Just under a year later, I moved to New York and found that, due to an insurance stipulation, I would not be able to continue appointments with my therapist over the phone or Skype. I was suddenly in an unfamiliar city with no friends and no therapist. It was jarring, to say the least. I was doing everything I was supposed to do to get better. So why were more challenges presenting themselves?
It’s great that we now recognize how relentlessly challenging it is for people struggling with addiction and mental disorders to rise above their demons. But the lack of discourse about what comes next is unmistakable.
It’s easy to talk about the narrative of recovery as just that: a narrative, something with a neat three-act structure and a tidy ending. Reality is far more complicated. Recovery doesn’t have a finite resolution. You never stop being in recovery, and recovery never stops being a challenge.
And because of this narrative of recovery as an endgame, it’s hard to not feel like an outright failure whenever we stumble through it. Making progress is hard, and if we can’t stay better, we feel as though we’re letting down ourselves and our loved ones.
Furthermore, the unfortunate paradox is that the further into recovery you journey, the less your loved ones are likely to perceive you as being in recovery. The idea of letting them down is so much scarier when they seem to have convinced themselves you aren’t that person who needed help anymore. The fact that you are still that person can become a dirty, ugly secret you keep to yourself.
It can always get worse, even after years, even after decades. Allowing yourself to accept this is, somewhat paradoxically, one of the keys to surviving. It shifts your perspective on what it even means to “get better.”
Knowing is half the battle. Prepare yourself for the day your body finally builds a tolerance to your meds. Don’t be afraid to call your therapist for an extra appointment, even years past the point where you ever thought you’d need one. Maintain the support system that helped you get better in the first place and try to help them understand that you still need them in that context. What’s more, you can’t let feeling like a failure stop you from reaching out to them if you need it. The habits that allow you to get better can’t be abandoned once you, well, get better.
I’ve had to shift my priorities in recovery. My goal is no longer to be able to function without therapy or medication as soon as possible but to still be seeing a counselor and taking meds 20, 30 years from now if it means that I’ll, you know, still be here 20 or 30 years from now. It’s to allow myself the emotional space to admit if things take a turn for the worse. Most importantly, it’s to not be afraid to admit if rock bottom comes again, and if it does to take no shame in seeking the help necessary to find my way back out of it.

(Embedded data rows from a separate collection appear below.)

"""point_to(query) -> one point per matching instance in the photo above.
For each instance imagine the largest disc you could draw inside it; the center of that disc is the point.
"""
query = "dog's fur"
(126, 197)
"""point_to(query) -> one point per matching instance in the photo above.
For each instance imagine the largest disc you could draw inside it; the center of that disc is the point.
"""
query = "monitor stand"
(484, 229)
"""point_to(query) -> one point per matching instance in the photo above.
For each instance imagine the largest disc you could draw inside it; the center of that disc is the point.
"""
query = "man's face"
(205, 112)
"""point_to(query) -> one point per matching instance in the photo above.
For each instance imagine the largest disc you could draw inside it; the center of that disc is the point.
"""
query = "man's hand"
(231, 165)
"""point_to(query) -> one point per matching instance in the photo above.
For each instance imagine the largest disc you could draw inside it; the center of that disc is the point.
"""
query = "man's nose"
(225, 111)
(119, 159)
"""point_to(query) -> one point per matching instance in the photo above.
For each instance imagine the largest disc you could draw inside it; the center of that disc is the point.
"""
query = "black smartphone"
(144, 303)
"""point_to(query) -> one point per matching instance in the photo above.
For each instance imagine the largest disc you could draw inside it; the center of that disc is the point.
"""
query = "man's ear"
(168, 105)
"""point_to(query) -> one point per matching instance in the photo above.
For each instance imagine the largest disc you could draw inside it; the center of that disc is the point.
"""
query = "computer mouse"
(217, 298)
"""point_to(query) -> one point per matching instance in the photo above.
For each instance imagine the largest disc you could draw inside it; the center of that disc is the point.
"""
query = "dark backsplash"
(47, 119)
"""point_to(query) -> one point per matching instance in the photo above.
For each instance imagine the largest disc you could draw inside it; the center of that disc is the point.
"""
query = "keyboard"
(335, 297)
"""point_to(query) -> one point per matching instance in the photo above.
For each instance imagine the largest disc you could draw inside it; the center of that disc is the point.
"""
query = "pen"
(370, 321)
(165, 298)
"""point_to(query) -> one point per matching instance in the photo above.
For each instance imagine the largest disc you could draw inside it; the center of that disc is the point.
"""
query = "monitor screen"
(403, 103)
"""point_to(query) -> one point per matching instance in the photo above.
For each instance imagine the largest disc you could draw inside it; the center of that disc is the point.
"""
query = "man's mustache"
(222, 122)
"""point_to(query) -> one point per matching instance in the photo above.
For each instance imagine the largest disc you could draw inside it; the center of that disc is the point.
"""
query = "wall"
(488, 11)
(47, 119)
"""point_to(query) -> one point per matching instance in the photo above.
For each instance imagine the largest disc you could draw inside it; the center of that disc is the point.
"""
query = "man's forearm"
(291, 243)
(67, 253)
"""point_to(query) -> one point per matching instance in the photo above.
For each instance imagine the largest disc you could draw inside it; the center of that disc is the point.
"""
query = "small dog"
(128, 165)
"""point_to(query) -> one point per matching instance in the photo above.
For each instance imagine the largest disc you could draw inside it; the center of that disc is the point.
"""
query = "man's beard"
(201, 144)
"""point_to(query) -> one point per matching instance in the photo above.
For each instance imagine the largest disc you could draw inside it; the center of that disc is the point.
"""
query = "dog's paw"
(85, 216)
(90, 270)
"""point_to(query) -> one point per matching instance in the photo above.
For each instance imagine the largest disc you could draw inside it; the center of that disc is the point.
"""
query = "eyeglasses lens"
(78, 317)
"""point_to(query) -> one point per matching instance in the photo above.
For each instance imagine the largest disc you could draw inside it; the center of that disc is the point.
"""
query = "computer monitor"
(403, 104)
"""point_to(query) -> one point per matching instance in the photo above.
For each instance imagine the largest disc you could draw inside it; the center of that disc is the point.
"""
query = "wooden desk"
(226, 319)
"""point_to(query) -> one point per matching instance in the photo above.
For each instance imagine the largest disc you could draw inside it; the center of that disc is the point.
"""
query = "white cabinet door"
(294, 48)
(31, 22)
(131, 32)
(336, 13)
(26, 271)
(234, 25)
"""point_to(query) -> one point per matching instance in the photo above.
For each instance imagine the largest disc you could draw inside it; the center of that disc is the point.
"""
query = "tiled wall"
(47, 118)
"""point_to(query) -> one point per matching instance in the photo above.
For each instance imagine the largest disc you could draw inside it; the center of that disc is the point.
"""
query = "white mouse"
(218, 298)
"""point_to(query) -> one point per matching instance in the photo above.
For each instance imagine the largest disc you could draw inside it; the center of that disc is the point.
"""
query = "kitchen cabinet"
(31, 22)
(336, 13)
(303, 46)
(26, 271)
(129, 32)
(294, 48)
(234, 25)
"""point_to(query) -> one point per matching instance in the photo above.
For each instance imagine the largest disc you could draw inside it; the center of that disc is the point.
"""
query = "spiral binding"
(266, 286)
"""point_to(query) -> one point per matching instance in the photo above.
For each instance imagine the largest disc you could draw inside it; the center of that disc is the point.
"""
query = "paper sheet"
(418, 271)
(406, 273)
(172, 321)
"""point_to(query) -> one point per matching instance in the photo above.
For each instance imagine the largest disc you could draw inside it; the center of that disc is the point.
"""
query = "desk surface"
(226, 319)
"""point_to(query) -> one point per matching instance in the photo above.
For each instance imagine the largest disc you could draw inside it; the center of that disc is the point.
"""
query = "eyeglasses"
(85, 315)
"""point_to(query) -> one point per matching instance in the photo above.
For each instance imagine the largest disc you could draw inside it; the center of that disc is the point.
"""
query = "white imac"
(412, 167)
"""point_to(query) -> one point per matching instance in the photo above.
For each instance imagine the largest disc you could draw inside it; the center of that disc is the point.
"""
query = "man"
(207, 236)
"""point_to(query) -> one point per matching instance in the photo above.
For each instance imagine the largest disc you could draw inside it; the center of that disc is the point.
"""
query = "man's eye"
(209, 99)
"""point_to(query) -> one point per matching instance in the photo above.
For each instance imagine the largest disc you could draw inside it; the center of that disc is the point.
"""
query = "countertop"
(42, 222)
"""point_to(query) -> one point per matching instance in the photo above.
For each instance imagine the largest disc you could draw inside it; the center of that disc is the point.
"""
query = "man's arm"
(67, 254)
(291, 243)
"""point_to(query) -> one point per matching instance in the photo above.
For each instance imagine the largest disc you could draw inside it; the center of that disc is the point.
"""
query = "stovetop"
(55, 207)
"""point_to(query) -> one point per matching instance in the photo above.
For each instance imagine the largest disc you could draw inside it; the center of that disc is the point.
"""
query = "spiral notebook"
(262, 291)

I think often about something a fellow patient at the psychiatric ward said when he was asked what his plans were post-discharge. Rather than talk about his goals with therapy or AA meetings, he simply said, “To live.”
Relapse, be it to addiction or depression, is a terrifying reality ― but not one we can’t conquer. It’s imperative to break the stigmas surrounding open discussions of mental health, and we’ve made leaps and bounds in progress when it comes to this over the last few years. But when it comes to staying better, there’s an important conversation that has yet to be started.
Recovery never takes the same shape twice, nor do the difficulties we encounter along the way. All we can do is remember that recovery isn’t finding unwavering light but discovering the strength within ourselves to no longer let the dark break us.